Allocate budget with CVAR constraint

Maximize expected portfolio return while keeping probability-weighted loss CVaR below a finance-owned tail-risk ceiling across aligned joint scenarios.

What it's for

Gives CEOs and investors a capital plan that explicitly caps severe downside instead of ranking initiatives only by optimistic expected ROI.

What you give it

Inputs split into evidence read from your connected systems, calibration your team owns, and numerical controls that affect precision but never the result's meaning.

Field Type Role Required
budget number ≥ 0 Your calibration Yes
exact_item_limit integer ≥ 1, ≤ 24 Your calibration Optional
investments array of objects (3 fields) Evidence Yes
max_detail_rows integer ≥ 1, ≤ 500 Numerical control Optional
maximum_cvar_loss number ≥ 0 Your calibration Yes
scenario_probabilities array of number ≥ 3 items Evidence Yes
tail_probability number ≥ 0.001, ≤ 0.5 Your calibration Optional

Each investments record

Field Type Required
cost number (≥ 0) Yes
id string (non-empty) Yes
scenario_returns array of number (≥ 3 items) Yes
Example input
{
  "budget": 80,
  "investments": [
    {
      "cost": 50,
      "id": "growth",
      "scenario_returns": [
        -120,
        20,
        100,
        180
      ]
    },
    {
      "cost": 30,
      "id": "resilience",
      "scenario_returns": [
        70,
        40,
        20,
        10
      ]
    },
    {
      "cost": 25,
      "id": "efficiency",
      "scenario_returns": [
        15,
        25,
        35,
        45
      ]
    }
  ],
  "maximum_cvar_loss": 10,
  "scenario_probabilities": [
    0.1,
    0.2,
    0.3,
    0.4
  ],
  "tail_probability": 0.1
}

What you get back

This is the actual output of running the example above — computed by the same function the platform calls, not an illustration.

Example output
{
  "assumptions": [
    "Scenario returns are aligned joint worlds, not independently sampled marginals.",
    "CVaR is computed from finance-owned monetary loss at the declared tail probability.",
    "The no-investment portfolio is feasible; optimality is claimed only for exact enumeration."
  ],
  "decision": "cvar_constrained_allocation_supported",
  "method": "cvar_constrained_budget_allocation_v1",
  "selected_investments": [
    {
      "cost": 30,
      "expected_return": 25,
      "investment_id": "resilience",
      "standalone_cvar_loss": -10
    },
    {
      "cost": 25,
      "expected_return": 35,
      "investment_id": "efficiency",
      "standalone_cvar_loss": -15
    }
  ],
  "solver_diagnostics": {
    "candidate_portfolios_evaluated": 8,
    "feasible_candidate_count": 4,
    "optimality_proven": true,
    "portfolios_rejected_by_cvar": 3,
    "scenario_count": 4,
    "solver": "exact_enumeration"
  },
  "summary": {
    "budget_slack": 25,
    "expected_portfolio_return": 60,
    "maximum_cvar_loss": 10,
    "portfolio_cvar_loss": -55,
    "portfolio_var_loss": -55,
    "selected_count": 2,
    "selected_investment_ids": [
      "resilience",
      "efficiency"
    ],
    "tail_probability": 0.1,
    "total_cost": 55
  },

Truncated for display — the full payload is 46 lines.

How it works

Constrained optimization — Pick the best feasible option under real limits — budget, headcount, dependencies, capacity — rather than ranking a list and hoping it fits.
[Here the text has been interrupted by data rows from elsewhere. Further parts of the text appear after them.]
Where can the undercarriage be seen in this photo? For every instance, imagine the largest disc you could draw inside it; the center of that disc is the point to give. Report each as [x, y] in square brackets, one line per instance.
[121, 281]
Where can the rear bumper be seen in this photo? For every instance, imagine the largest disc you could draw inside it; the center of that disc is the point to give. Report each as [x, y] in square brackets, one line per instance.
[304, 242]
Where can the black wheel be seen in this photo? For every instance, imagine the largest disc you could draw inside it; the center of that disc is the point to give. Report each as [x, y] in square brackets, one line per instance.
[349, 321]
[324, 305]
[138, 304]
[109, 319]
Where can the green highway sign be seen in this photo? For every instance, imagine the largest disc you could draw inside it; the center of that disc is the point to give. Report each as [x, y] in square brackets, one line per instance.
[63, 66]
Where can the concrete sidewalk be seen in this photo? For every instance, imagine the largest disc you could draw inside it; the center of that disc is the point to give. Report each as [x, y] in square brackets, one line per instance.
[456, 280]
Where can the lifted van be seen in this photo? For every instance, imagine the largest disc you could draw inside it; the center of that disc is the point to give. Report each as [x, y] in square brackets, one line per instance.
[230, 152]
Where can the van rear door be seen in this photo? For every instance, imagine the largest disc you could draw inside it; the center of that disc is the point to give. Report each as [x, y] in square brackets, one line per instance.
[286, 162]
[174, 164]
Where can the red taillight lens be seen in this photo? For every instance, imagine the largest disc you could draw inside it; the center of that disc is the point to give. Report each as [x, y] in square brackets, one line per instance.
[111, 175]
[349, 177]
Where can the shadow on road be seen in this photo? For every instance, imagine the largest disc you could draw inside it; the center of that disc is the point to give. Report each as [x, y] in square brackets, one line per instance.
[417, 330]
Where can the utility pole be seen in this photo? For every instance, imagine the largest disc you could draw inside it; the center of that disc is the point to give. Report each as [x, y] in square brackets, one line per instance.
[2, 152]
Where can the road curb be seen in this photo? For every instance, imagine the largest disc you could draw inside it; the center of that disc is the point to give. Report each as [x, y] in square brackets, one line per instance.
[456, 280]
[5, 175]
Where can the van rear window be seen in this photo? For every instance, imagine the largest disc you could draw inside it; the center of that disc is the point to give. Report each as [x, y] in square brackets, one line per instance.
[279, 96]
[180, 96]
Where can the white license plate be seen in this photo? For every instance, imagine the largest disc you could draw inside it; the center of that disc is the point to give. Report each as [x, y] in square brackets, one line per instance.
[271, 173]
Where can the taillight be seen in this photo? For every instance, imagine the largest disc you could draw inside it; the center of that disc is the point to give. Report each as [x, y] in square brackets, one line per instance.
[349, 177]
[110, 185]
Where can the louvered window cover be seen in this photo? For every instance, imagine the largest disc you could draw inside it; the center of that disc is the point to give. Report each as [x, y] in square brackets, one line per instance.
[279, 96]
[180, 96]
  1. 1 Freeze incremental investment costs and aligned joint scenario returns, normalize finance-owned probabilities, and define the loss tail and maximum acceptable CVaR before optimization.
  2. 2 Evaluate budget-feasible portfolios, calculate discrete probability-weighted VaR and CVaR from joint portfolio returns, and reject every portfolio above the tail-loss ceiling.
  3. 3 Choose the remaining portfolio with greatest expected return, retain cash when nothing is safe, and disclose whether enumeration proves optimality or a candidate heuristic was used.

Before you trust it

Every tool in the catalog ships with the conditions under which its answer is meaningful — and the conditions under which it should abstain instead of guessing.

Assumptions & guardrails

  • Objectives use commensurable locally governed value units, constraints reflect real feasibility, and uncertainty covers plausible adverse inputs.
  • Scenario columns are coherent joint worlds preserving diversification, concentration, and common shocks; they are not independently sorted marginals.
  • Loss, return, cost, time horizon, currency, probabilities, tail probability, and CVaR ceiling share one governed financial meaning.
  • The recommendation is optimal only for its stated objective, feasible set, evidence, and solver guarantee; it is not a universal management optimum.
  • CVaR summarizes the represented tail and cannot protect against omitted scenarios, model error, liquidity constraints, or causal misspecification.
  • The optimizer must not relabel accounting estimates as realized cash or an exact-mode result as a guaranteed investment outcome.

Minimum evidence

  • investments: required and organization-defined
  • scenario_probabilities: at least 3 rows/items
  • budget: required and organization-defined
  • maximum_cvar_loss: required and organization-defined

How to validate it

Backtest the chosen action against simple feasible baselines on held-out scenarios, sweep costs/constraints/risk tolerance, and require constraint feasibility under adverse inputs.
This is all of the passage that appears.